Caros humanos,
Quero expressar-lhes a indignação (minha e de todos nós), que nos abate neste momento, pelo que se ouve ao nosso respeito. Temos apreço pela deferência que vocês conquistaram por todo o reino animal, suas capacidades e o domínio que impõe sobre o mundo, hoje. Isso é de bom tom, porquanto, algo não nos faz compreender o motivo para que tanta porcaria seja arremessada aos nossos focinhos, sem motivo algum, durante todos os últimos nasceres do Sol.
Buscamos, com a presente carta, pôr a falsa acusação que vocês estão fazendo a nós a panos limpos. Sob a perspectiva de nossa sociedade, representada aqui por sua instituição maior, a Organização dos Chiqueiros Unidos (OCU), elevamos este documento a comunicado oficial, emitido por nosso filo a toda humanidade.
Com esperança, cremos que a consagrada racionalidade de vocês, homens, vai lhes bater à porta da consciência, os dando o discernimento necessário para que pensem o quão grande é a injustiça que estão cometendo a nós.
Acredito que, a essa altura, já saibam o núcleo da prosa de tal epístola. Pois, estamos profundamente entristecidos frente às acusações, provindas dos caríssimos, que põem nossa classe como geradora de uma enfermidade que, sob nossa concepção, é advinda de vocês e sua sociedade, somente de vocês. Não há por que dar-nos algo às mãos, quando em nenhum momento isso foi de nosso pertence.
Entendam: essa não é somente a revolta do grande porco revolucionário e comunista, que sou. É o grunhido de gerações e gerações suínas, feridas pela faca mais afiada que adentrou nossas caixas torácicas. Fora a apunhalada do desrespeito, onde nossa moral foi apresuntada, e é isso que leva os seus olhos a lerem este manifesto, neste momento.
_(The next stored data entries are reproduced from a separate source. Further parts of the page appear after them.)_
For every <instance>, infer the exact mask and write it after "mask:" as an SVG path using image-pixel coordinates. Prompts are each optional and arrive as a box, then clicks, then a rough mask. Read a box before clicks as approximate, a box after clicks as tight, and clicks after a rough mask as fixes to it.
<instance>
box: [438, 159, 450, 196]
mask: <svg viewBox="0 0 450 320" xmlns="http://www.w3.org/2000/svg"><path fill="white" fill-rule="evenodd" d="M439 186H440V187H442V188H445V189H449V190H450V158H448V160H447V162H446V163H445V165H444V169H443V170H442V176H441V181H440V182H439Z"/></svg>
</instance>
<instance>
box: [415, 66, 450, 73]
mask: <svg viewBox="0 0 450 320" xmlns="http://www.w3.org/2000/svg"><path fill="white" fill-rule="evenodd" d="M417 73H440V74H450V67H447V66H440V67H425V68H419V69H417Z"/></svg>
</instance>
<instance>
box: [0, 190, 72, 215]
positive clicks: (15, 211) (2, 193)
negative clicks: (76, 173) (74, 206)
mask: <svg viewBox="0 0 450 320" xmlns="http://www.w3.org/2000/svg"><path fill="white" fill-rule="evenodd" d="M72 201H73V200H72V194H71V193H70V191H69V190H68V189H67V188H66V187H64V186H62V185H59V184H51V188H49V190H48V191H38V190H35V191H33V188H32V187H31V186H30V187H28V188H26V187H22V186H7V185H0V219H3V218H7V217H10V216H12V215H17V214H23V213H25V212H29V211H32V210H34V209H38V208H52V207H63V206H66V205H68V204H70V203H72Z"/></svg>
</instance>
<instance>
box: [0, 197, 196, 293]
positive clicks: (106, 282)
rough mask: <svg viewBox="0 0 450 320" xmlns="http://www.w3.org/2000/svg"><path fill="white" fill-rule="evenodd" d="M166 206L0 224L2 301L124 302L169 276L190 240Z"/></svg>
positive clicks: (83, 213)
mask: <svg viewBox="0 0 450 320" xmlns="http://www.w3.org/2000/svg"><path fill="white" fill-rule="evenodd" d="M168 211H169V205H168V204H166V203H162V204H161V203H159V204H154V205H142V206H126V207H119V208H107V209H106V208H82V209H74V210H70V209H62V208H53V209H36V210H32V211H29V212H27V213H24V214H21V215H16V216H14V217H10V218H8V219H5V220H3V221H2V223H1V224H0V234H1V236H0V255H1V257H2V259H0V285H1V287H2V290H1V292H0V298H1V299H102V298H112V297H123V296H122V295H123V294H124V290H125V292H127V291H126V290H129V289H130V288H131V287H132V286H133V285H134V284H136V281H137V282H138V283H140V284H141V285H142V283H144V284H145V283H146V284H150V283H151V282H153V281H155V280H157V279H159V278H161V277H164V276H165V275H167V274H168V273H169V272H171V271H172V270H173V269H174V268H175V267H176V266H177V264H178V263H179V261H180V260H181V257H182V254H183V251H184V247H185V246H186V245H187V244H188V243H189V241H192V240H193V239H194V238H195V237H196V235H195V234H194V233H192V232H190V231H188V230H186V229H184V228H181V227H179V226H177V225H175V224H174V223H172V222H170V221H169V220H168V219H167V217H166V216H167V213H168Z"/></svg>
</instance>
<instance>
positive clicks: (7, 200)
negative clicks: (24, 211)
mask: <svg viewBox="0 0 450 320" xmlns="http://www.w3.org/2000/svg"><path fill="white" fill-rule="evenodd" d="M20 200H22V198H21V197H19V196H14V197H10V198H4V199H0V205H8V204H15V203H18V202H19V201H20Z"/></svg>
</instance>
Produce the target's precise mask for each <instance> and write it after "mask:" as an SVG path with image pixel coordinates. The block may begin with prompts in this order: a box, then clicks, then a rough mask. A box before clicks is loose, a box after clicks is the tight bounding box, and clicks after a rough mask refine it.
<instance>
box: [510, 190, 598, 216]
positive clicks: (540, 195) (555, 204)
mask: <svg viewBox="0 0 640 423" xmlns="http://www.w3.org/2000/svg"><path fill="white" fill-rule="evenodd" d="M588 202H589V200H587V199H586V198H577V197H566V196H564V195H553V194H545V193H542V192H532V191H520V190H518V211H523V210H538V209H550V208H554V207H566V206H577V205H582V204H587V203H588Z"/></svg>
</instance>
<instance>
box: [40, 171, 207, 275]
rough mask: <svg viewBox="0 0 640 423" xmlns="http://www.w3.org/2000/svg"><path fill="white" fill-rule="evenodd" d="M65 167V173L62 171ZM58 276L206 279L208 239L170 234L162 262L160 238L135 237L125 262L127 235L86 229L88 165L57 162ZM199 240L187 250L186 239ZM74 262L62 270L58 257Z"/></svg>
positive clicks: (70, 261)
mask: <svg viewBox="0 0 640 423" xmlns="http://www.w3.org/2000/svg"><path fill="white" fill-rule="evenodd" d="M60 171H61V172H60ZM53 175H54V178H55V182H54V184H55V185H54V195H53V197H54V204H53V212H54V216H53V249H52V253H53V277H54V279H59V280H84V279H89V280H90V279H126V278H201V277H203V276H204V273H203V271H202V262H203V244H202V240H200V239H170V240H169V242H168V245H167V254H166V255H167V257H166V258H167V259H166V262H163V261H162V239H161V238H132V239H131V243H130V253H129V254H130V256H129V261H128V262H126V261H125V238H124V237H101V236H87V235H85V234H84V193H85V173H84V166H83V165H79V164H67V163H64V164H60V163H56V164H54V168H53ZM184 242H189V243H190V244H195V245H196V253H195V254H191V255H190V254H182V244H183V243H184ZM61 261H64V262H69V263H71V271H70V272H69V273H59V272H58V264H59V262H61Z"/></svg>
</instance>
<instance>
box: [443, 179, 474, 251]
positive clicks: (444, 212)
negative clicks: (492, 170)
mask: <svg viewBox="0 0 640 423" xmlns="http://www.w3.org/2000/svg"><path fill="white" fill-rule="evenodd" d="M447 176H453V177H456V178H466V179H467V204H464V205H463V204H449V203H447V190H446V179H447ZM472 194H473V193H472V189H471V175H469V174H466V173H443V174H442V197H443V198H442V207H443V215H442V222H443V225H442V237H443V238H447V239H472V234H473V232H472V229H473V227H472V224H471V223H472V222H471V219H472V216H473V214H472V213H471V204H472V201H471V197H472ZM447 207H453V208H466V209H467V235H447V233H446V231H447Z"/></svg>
Sabemos que a “gripe suína” está afligindo toda a raça humana, por todas as regiões do planeta. Solidarizamos-nos e entendemos que é difícil, pomo-los no lugar de vocês. Caso necessite, até nos colocamos à disposição para ajuda. Propomos-nos lhes dar alimentação, e ainda cedemos nossa força física, se quiserem. Porém, em troca, queremos, de novo, reforçar nossa súplica.
Por piedade: façam-nos toicinho, torresmo, lingüiça. Usem-nos de cofre, de mascote. Podemos até ser-lhes amigos para qualquer ocasião - temos grande senso de humor. Mas, pela integração animal, não nos acusem do que não fizemos. Isso nos faz tristes.
O vírus, amigos homens, não veio de nós. Posso garantir-lhes com a certeza de que toda a assistência aos que necessitam de cuidado suíno está sendo dada. E mais: pelo que sei, não há porcos com tal doença, em lugar algum.
Arrisco-me a dizer que entre todas as maçãs que nos colocaram à boca, essa foi a maior e mais dolorida, pois não só nos calou as cordas vocais, mas também fez silêncio à felicidade de nossas almas.
Temo que o vírus que os atingiu seja outro, que não o H1N1. Temo que, mais grave, o vírus da prepotência os tenha atingido. Suplico, humanos, que reflitam sobre o que se passa, e respeitem todos os animais e a natureza, pois estes necessitam de vocês, e vocês deles. Ao que me lembro, nunca os cachorros os acusaram de ter-lhes transmitido carrapato, nem os bois foram à imprensa, indignados, se queixar de que o homem o transmitiu a febre aftosa.
Escrevo-lhes com patas respeitosas e tristonhas. Espero que possam ser mais coerentes em suas colocações, mais respeitosos. E, mais, espero que se curem para sempre do mal que os atinge, em especial o mais perigoso: o sentimento virótico da arrogância humana, que pode os matar para sempre.